Why Athletic Departments Need New Revenue Streams
- Scott Sondles
- May 28
- 3 min read
College athletic departments operate in a high-stakes environment where revenue is critical to sustaining operations, recruiting top talent, and maintaining competitive facilities. According to the NCAA, Division I athletics generated $15.8 billion in 2019, with football and men’s basketball driving the majority through media rights, ticket sales, and donor contributions. However, expenses often outpace revenues, with the median FBS program running deficits due to rising coaching salaries (averaging $3.5 million for head football coaches), facility investments, and recruiting costs. The House v. NCAA settlement, expected to be finalized in 2025, will add $20–23 million in annual athlete compensation costs, further straining budgets.

Traditional revenue streams—ticket sales, media rights, merchandise, and alumni donations—remain vital but are insufficient to meet these demands. For example, merchandise sales spike during championship seasons but are inconsistent, and donor contributions, while critical, often come with restrictions. Moreover, the nonprofit structure of most athletic departments incentivizes spending all revenue to maximize victories rather than building financial reserves, creating a “non-profit paradox” where expenses rise in lockstep with income. To address these challenges, departments must adopt innovative, business-oriented strategies, leveraging partnerships with private entities to unlock new revenue potential.
Strategies for Athletic Departments to Boost Revenue
Leverage Public-Private Partnerships (PPPs)
The University of Kentucky’s Champions Blue, LLC, a for-profit entity created in April 2025, exemplifies the power of PPPs. By transitioning its athletic department to an LLC, Kentucky can pursue real estate ventures, premium fan amenities, and flexible compensation models, generating revenue while protecting the university’s nonprofit status. Other departments can follow suit, partnering with private investors to develop mixed-use facilities, such as stadium-adjacent retail or hospitality spaces, which diversify income and stabilize revenue during economic downturns.
Optimize NIL Collectives for Recruitment and Retention
NIL collectives, with over 120 in existence, have become critical for recruiting and retaining talent by facilitating deals between athletes and third-party sponsors.

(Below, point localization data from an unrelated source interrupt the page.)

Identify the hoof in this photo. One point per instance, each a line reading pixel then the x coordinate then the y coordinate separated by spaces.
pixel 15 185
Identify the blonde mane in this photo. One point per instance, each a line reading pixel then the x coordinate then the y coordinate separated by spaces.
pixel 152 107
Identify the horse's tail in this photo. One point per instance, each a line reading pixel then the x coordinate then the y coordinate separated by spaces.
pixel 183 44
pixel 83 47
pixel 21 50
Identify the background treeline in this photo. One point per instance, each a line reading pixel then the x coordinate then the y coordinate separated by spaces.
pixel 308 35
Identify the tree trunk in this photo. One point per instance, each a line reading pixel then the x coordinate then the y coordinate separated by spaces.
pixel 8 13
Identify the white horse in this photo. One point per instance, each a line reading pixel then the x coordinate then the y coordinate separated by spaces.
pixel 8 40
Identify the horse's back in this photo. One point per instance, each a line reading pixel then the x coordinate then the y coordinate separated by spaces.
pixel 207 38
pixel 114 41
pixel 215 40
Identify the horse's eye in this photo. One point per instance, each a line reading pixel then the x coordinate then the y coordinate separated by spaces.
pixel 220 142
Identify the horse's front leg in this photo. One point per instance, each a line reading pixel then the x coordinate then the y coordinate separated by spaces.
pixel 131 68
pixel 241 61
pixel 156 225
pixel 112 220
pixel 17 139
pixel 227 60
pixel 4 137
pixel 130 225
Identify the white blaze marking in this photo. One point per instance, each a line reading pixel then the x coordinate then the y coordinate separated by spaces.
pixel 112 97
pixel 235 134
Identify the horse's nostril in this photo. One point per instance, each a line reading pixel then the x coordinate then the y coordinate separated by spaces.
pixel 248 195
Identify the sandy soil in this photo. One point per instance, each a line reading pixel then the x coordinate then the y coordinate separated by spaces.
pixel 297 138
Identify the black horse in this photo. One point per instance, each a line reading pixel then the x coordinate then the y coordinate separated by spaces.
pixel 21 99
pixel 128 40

Departments can enhance these collectives by partnering with businesses to fund NIL opportunities, ensuring compliance and maximizing athlete marketability. For instance, Texas Tech plans to allocate 74% of its $20.5 million revenue-sharing budget to football, demonstrating how collectives can prioritize high-impact sports while supporting others. By streamlining NIL operations, departments can attract top recruits, boosting team performance and fan engagement, which drive ticket and merchandise sales.
Invest in State-of-the-Art Facilities
Athletic facilities are a top-five factor in recruiting decisions, with 67 Division I athletes at Bowling Green State University ranking them highly. Modernized venues attract elite talent, increase attendance, and enhance fan experiences through better seating, lighting, and amenities, driving ticket and concession revenue. Partnerships with firms like AECOM, which designed Arizona’s C.A.T.S. Academic Center, can optimize facility investments for both athletic and academic purposes, appealing to donors and sponsors.
Harness Data Analytics for Revenue Optimization
Data analytics can transform revenue generation by optimizing ticket pricing, enhancing sponsorship value, and informing recruiting strategies. For example, dynamic pricing models can maximize ticket sales during high-demand games, while analytics-driven sponsorship packages ensure brands see measurable returns. Departments can also use analytics to identify high-potential recruits, reducing recruiting costs and improving team performance, which boosts revenue through wins and fan loyalty.
Engage Private Equity and Corporate Investors
Private equity (PE) firms are increasingly eyeing college sports as untapped assets with significant revenue potential through media rights, sponsorships, and merchandising. Firms like Redbird Capital are exploring investments in athletic departments, viewing them as financial assets with valuable intellectual property and loyal fan bases. Departments can partner with PE firms to fund facility upgrades, NIL collectives, or media ventures, sharing profits while maintaining control over educational missions. Corporate sponsorships, like those in professional golf (e.g., Rolex, Nike), can also fund athlete services, enhancing recruitment and retention.